4  Efficient Measurement

Intended Learning Outcomes

By the end of this chapter, you will be able to:

  1. Formulate the benchmark design problem as an optimization over item selection and scoring rules.
  2. Apply Fisher information to select maximally informative items, and implement a Computerized Adaptive Testing procedure.
  3. Construct D-optimal item pools that maximize the precision of ability estimates.
  4. Design efficient paired-comparison tournaments using information-theoretic principles.
  5. Explain stopping rules and practical constraints (cost, time, contamination) for adaptive AI evaluation.

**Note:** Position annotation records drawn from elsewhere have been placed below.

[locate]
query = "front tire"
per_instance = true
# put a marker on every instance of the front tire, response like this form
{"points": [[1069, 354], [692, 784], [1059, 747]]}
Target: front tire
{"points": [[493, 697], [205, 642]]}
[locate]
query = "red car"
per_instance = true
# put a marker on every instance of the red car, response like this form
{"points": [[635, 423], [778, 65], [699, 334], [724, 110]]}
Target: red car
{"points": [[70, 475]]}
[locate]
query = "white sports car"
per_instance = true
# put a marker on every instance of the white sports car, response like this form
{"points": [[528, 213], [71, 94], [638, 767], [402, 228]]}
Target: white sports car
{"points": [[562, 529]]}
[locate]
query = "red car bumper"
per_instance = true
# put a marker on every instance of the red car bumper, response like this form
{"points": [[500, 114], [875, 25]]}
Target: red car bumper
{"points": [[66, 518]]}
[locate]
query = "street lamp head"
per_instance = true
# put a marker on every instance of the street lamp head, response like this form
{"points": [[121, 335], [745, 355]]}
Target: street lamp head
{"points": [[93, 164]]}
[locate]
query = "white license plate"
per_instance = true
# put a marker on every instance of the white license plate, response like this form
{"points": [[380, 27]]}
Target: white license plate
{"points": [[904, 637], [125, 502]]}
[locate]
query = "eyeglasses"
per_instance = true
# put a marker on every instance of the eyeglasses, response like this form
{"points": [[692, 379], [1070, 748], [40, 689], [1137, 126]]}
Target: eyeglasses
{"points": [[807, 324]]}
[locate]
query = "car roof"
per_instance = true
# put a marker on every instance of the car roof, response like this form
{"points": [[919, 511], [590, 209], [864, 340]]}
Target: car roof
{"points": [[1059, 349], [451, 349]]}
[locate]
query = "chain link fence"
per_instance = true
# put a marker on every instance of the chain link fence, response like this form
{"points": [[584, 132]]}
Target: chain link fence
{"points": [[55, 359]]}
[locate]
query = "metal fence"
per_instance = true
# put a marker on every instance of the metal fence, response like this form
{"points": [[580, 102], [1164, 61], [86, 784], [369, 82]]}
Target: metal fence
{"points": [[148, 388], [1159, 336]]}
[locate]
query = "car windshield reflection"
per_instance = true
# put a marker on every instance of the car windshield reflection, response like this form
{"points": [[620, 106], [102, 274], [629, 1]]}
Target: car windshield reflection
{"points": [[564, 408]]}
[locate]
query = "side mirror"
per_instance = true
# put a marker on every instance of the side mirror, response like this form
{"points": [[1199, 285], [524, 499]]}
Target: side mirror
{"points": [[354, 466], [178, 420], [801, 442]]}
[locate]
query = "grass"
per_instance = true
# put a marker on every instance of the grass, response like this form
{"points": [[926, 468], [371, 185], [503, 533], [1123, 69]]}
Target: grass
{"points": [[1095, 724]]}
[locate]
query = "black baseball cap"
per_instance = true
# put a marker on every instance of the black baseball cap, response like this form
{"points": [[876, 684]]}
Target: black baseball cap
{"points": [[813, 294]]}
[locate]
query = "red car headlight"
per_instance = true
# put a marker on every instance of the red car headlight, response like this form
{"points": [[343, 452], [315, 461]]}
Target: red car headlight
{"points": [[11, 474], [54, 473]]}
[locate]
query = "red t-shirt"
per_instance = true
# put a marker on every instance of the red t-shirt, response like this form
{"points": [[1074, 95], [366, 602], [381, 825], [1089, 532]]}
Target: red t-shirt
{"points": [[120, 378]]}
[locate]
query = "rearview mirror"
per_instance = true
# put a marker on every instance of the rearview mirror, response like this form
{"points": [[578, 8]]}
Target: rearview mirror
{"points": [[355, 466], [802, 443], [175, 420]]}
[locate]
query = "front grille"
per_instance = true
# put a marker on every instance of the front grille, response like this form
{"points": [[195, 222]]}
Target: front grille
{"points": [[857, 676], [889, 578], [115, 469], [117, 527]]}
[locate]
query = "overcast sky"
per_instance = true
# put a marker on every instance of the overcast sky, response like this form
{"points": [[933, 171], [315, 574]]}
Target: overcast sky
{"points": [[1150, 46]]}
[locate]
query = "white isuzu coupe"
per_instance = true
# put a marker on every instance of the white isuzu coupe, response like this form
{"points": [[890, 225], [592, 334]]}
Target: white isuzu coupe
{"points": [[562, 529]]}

This chapter can be covered in 2 lectures (75-90 minutes each):

Lecture 1: Fisher Information and Adaptive Testing

  • The benchmark design problem (15 min)
  • Fisher information for item selection (20 min)
  • Computerized Adaptive Testing (30 min)
  • Hands-on: CAT simulation (10 min)

Lecture 2: Optimal Design and Paired Comparisons

  • D-optimal design and item pool construction (30 min)
  • Design for paired comparisons (20 min)
  • Stopping rules and practical considerations (15 min)
  • Hands-on: D-optimal design simulation (10 min)
Notation

This chapter introduces \(I_j(\theta)\) (Fisher information for item \(j\)) and \(\mathcal{I}(\theta)\) (Fisher information matrix). See ?sec-notation for the complete notation reference.

4.1 The Design Problem in AI Evaluation

Chapter 1 introduced the measurement models—Rasch, 2PL, factor models, Bradley-Terry—that formalize how latent abilities generate observed responses. Chapter 2 showed how to estimate the parameters of these models from data. But both chapters took the response matrix \(Y\) as given. In practice, someone must design the evaluation: choosing which items to include and how to score responses. These design decisions profoundly affect the quality and efficiency of the resulting measurements.

The benchmark designer faces two fundamental efficiency questions:

  1. Item selection: Which questions or tasks should the benchmark include? Given a pool of candidate items, how do we select a subset that maximizes the precision of our measurements?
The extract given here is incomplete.